Text Parsing Package

Python Versions Test PyPI License: MIT Netlify Status codecov

Summary

This package aims to aid in the parsing of text data, by providing functions to clean, analyze and visualize text data. For further details about this project, please refer to our About page.

Functions

  • clean_text()
    • removes punctuation and set all words to lower case for easier analysis
  • count_unique_words()
    • counts the number instances of unique words in a block of cleaned input text data
  • word_chart()
    • visualize the top counts of the words within the input in the form of a bar chart

Installation

  1. To install this package, navigate to your preferred environment.
  2. Run the following command in your terminal.
pip install -i https://test.pypi.org/simple/ text-parsing-package

The TestPyPI home page can be viewed here and the source distribution can be downloaded here.

Usage

Below are examples of how the text_parsing_package can be used to clean text, count the words, and plot the results onto a bar chart.

from text_parsing_package.clean_text import clean_text
from text_parsing_package.count_words import count_unique_words
from text_parsing_package.word_chart import word_chart

text = "The quick brown fox jumped over the fence."
text_clean = clean_text(text)
text_count = count_unique_words(text_clean)
bar_fig = word_chart(text_count)
bar_fig # output an altair bar plot

Contributing

To contribute to this project, check out Contributing.

If you would like to run the tests, and, build and deploy documentation, read below.

Clone Repository and Install Package with Development Dependencies

  1. Clone this repository and activate the environment.
git clone git@github.com:UBC-MDS/text-parsing-package.git

Creating the environment is not required, but if you would like you can this way.
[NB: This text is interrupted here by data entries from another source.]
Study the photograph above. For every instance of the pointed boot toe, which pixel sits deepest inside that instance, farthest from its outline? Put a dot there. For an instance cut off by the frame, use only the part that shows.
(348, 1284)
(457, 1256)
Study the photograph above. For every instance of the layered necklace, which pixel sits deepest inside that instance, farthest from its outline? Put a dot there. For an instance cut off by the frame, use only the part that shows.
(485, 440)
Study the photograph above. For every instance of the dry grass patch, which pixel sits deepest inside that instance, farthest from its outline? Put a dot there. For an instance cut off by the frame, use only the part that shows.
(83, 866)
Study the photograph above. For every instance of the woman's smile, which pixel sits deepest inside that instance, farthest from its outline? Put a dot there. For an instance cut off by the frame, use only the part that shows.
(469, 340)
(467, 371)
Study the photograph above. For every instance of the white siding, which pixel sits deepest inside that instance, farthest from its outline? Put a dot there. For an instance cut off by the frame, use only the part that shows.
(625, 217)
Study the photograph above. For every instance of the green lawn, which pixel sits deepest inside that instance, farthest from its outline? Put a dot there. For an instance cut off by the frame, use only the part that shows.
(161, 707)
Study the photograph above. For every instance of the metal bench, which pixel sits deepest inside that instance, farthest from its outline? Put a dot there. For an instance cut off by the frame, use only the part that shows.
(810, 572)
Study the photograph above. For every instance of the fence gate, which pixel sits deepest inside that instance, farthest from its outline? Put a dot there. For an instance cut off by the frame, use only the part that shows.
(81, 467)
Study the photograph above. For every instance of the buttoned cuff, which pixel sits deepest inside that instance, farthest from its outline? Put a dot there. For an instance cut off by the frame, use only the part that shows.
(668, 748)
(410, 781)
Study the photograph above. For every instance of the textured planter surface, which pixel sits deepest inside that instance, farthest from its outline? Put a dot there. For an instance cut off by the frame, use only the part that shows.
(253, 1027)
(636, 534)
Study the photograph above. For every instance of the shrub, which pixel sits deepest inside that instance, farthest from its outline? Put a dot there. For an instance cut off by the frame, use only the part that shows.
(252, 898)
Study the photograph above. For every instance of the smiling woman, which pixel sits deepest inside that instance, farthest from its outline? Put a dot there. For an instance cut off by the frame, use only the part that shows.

Make sure to be in the root directory.

conda env create -n text_parsing -f environment.yml
conda activate text_parsing
  1. Navigate to the root of the project directory and install package with dependencies.

Not all dependecies have to be installed, depending on your goal.

pip install -e .[tests,dev,docs]

Run Tests

pytest --cov=src --cov-branch --cov-report=term-missing

Build, Preview, and Deploy the Documentation

  1. Build and preview the documentation.
quartodoc build
quarto preview
  1. To update the documentation website.
quarto publish gh-pages

Relation to Existing Package Ecosystem

Refer to our About page.

Contributors

  • Jacob Cann (@Jacob-F-Cann)
  • Rebecca Sokol-Snyder (@rsokolsnyder)
  • Wes Beard (@beardw)

License

The software code contained within this repository is licensed under the MIT license. See the license file for more information.

Citation

If you use this package, please cite:

Cann, J., Beard, W., Sokol-Snyder, R. (2026) text-parsing-package (Version 0.3.0) https://test.pypi.org/project/text-parsing-package/